What did the Louisiana Purchase accomplish?
Answer
It gave the U.S. control of the Mississippi River
Explanation
The Louisiana Purchase accomplished the most consequential territorial expansion in American history by giving the United States control of the entire Mississippi River, the port of New Orleans, the Missouri River system, and a vast interior reaching to the Rocky Mountains. The most immediate accomplishment was control of the Mississippi River and the port of New Orleans. Before 1803, American farmers in Kentucky, Tennessee, and the Ohio Valley shipped their crops down the river system to New Orleans, where they were transferred to oceangoing vessels for sale on the East Coast or in Europe. Spain held New Orleans until October 1, 1800, then France until December 20, 1803, and either power could choke American commerce by closing the port or imposing heavy duties. Spanish Intendant Juan Ventura Morales had revoked the right of deposit at New Orleans on October 16, 1802, panicking western farmers. Permanent American ownership of the port secured the western economy and prevented endless future crises.
The second accomplishment was doubling the territory of the United States. The country grew from about 870,000 square miles to roughly 1.7 million square miles, providing land for generations of farmers and the foundation of westward expansion. The Louisiana territory contains all or part of 15 modern states including Arkansas, Iowa, Kansas, Louisiana, Minnesota, Missouri, Montana, Nebraska, North Dakota, Oklahoma, South Dakota, Wyoming, and pieces of Colorado, New Mexico, and Texas. Some of the most fertile farmland in the world, including the prairies that became the breadbasket of the country, was now American.
The third accomplishment was geopolitical. By acquiring French claims, the United States eliminated a great power neighbor on its western flank and pushed back European influence in North America. The next century of American foreign policy in the hemisphere, including the Monroe Doctrine of December 2, 1823, would have been impossible without the strategic depth the purchase created.
The fourth accomplishment was constitutional. Although Thomas Jefferson worried that the Constitution did not authorize territorial acquisition, the precedent set by the Louisiana Purchase established that the federal government could acquire and govern new territory and admit new states from it on equal footing, a process formalized in the Northwest Ordinance of 1787 and now extended to the trans-Mississippi West.
The fifth accomplishment was scientific and ethnographic.
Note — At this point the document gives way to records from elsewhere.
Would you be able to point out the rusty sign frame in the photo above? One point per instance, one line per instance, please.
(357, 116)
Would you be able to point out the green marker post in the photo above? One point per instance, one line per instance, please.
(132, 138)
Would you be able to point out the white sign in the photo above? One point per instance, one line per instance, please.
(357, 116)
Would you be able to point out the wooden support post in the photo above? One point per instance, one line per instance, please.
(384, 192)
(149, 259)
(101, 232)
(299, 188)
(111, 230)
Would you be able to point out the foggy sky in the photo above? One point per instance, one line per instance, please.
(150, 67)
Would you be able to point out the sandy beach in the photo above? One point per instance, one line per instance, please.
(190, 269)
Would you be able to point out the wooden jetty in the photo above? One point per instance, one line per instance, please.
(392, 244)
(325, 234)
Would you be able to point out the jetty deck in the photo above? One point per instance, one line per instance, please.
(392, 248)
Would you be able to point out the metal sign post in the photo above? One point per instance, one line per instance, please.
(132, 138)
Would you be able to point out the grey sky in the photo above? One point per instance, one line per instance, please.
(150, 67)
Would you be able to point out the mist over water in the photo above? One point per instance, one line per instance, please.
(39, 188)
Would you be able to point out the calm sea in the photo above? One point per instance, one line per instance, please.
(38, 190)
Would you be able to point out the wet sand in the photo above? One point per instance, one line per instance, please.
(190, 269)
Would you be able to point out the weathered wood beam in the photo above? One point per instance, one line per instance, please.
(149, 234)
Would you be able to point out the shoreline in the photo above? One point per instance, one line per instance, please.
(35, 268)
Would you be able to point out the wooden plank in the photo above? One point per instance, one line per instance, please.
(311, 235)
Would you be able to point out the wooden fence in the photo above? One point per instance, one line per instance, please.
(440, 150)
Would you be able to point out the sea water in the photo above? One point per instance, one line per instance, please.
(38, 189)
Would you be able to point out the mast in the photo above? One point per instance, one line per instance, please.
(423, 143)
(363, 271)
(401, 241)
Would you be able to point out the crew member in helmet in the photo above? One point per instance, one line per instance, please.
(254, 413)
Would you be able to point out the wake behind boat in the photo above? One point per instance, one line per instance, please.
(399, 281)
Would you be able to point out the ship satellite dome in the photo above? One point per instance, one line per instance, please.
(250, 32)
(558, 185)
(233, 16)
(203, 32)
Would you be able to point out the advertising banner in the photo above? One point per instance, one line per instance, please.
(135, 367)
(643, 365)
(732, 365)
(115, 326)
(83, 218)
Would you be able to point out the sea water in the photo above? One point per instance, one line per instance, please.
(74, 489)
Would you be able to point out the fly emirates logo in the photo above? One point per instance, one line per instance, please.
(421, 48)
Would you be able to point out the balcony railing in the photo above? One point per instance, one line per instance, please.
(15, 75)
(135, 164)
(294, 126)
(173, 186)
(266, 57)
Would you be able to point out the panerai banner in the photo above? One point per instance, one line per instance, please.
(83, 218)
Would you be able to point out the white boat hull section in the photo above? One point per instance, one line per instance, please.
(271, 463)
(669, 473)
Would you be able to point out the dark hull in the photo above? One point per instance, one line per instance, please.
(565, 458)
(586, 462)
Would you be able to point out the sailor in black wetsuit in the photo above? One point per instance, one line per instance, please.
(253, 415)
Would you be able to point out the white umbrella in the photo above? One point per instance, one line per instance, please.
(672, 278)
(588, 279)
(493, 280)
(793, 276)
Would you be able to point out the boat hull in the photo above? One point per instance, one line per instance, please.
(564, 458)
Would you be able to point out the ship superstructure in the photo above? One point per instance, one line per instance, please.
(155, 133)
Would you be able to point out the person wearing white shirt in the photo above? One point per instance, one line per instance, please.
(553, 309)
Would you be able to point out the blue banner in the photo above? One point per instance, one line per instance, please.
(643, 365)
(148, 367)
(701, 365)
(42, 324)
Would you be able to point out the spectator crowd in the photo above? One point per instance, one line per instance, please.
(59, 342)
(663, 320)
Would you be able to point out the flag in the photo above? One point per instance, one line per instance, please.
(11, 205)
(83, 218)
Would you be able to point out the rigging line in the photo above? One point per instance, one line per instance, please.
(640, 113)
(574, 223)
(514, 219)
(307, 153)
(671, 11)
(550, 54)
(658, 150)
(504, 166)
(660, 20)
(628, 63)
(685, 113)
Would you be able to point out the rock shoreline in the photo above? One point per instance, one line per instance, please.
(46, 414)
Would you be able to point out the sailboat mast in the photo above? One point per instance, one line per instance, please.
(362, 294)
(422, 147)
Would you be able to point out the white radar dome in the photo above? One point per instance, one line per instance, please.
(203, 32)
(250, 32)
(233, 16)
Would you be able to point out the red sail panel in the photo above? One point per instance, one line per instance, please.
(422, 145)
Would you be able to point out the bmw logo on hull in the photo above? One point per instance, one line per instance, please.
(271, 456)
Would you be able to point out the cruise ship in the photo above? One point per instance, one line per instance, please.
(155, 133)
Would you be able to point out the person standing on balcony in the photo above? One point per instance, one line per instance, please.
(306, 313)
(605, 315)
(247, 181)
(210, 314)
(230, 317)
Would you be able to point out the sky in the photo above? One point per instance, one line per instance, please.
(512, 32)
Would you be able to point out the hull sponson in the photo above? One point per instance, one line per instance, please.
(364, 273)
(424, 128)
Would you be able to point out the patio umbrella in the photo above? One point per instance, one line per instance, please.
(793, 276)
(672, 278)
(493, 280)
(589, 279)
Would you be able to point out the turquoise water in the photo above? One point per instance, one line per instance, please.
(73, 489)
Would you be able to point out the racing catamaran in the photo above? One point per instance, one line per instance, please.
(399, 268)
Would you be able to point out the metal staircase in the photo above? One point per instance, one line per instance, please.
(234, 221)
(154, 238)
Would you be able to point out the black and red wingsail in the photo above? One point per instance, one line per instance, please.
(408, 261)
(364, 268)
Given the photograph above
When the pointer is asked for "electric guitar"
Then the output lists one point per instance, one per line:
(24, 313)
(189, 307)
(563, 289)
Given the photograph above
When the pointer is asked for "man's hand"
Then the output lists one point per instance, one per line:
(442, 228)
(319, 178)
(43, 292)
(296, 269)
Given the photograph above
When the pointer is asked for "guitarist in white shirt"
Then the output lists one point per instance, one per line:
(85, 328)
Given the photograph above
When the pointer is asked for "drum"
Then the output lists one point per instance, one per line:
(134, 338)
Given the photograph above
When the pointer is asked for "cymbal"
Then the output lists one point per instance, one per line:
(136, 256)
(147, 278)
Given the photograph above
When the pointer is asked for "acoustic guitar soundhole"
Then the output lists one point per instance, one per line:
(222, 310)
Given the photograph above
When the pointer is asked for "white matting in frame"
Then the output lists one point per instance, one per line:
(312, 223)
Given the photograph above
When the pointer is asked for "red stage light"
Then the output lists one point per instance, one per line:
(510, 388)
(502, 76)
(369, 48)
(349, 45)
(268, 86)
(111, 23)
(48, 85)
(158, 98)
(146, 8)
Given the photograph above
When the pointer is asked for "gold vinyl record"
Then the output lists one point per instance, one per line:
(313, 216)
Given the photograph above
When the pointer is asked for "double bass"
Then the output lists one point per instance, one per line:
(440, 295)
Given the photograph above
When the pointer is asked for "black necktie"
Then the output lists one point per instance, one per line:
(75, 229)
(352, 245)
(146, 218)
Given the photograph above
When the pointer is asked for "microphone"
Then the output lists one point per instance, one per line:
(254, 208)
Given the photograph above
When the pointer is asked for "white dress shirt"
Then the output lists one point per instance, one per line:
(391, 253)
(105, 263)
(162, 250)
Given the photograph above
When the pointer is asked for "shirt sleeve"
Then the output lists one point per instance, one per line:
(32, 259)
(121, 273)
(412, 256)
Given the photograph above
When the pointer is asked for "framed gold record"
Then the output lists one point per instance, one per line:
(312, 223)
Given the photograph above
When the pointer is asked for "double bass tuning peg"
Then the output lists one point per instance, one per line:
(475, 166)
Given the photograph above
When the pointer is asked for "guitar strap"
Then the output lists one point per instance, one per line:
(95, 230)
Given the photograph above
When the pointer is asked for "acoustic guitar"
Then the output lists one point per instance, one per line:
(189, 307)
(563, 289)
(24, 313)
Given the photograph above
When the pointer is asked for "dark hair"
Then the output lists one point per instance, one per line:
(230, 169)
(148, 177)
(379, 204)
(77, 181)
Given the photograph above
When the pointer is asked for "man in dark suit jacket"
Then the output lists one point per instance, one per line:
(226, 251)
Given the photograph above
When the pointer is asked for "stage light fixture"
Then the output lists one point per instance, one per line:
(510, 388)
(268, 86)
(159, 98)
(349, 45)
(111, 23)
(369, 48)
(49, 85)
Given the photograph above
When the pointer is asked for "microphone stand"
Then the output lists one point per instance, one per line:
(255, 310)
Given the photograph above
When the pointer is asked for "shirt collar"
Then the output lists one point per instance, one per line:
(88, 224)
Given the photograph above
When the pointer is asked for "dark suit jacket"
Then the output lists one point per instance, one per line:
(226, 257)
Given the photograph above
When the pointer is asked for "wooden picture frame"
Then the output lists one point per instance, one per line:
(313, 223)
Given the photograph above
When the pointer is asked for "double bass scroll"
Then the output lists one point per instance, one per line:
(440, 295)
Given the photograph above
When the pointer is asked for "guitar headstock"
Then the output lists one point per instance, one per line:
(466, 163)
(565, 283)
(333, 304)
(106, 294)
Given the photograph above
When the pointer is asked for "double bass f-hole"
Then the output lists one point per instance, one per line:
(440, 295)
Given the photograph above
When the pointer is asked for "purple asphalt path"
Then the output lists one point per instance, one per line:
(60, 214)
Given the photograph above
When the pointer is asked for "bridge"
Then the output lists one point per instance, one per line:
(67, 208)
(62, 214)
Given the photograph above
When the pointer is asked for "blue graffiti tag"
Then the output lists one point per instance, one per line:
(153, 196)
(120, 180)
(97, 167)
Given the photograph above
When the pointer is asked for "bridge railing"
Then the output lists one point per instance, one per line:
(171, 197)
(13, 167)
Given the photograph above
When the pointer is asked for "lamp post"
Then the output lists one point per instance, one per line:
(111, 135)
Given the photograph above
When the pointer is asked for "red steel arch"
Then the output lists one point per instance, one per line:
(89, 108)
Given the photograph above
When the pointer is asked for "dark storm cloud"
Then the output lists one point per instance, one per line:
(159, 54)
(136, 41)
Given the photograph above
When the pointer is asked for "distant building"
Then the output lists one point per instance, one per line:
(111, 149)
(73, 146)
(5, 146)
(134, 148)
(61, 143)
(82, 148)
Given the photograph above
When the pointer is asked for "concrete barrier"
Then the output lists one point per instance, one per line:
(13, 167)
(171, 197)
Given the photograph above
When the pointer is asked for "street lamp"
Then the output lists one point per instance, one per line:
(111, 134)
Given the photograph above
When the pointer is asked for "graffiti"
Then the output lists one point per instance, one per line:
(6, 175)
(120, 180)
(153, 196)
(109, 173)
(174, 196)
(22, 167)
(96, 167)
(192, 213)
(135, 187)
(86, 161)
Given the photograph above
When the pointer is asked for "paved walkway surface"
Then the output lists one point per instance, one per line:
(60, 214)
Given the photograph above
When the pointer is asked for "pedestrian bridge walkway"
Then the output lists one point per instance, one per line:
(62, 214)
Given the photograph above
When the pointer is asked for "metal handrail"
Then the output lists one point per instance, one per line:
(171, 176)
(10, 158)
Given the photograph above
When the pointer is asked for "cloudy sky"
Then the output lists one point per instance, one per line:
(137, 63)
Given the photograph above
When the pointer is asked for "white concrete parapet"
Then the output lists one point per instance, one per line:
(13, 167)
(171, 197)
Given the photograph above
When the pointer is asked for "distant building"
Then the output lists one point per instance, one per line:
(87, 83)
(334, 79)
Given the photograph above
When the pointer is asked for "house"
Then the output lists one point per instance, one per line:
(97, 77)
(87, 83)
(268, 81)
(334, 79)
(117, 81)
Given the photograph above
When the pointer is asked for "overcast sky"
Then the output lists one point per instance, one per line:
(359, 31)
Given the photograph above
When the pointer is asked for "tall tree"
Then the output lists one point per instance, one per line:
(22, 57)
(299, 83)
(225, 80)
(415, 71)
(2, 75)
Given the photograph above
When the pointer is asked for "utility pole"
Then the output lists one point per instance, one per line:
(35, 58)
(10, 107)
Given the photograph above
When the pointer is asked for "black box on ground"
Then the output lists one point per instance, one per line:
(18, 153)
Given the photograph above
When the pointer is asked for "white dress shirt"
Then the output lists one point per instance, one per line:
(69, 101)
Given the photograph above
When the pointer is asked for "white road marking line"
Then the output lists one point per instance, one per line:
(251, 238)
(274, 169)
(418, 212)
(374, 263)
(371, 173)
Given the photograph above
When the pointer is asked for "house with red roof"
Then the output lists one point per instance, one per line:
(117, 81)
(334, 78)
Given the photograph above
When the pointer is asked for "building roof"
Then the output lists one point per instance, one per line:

The Lewis and Clark Expedition from May 1804 to September 1806 surveyed the territory, catalogued plants and animals, and made first formal contact with dozens of Native nations including the Mandan, Hidatsa, Shoshone, and Nez Perce. The Louisiana Purchase set in motion the entire trajectory of nineteenth century American history.
Why this matters for your test
Knowing what the purchase accomplished helps applicants understand why this single transaction looms so large in American history. The purchase shaped the geography, economy, and self-conception of the country for the next two centuries.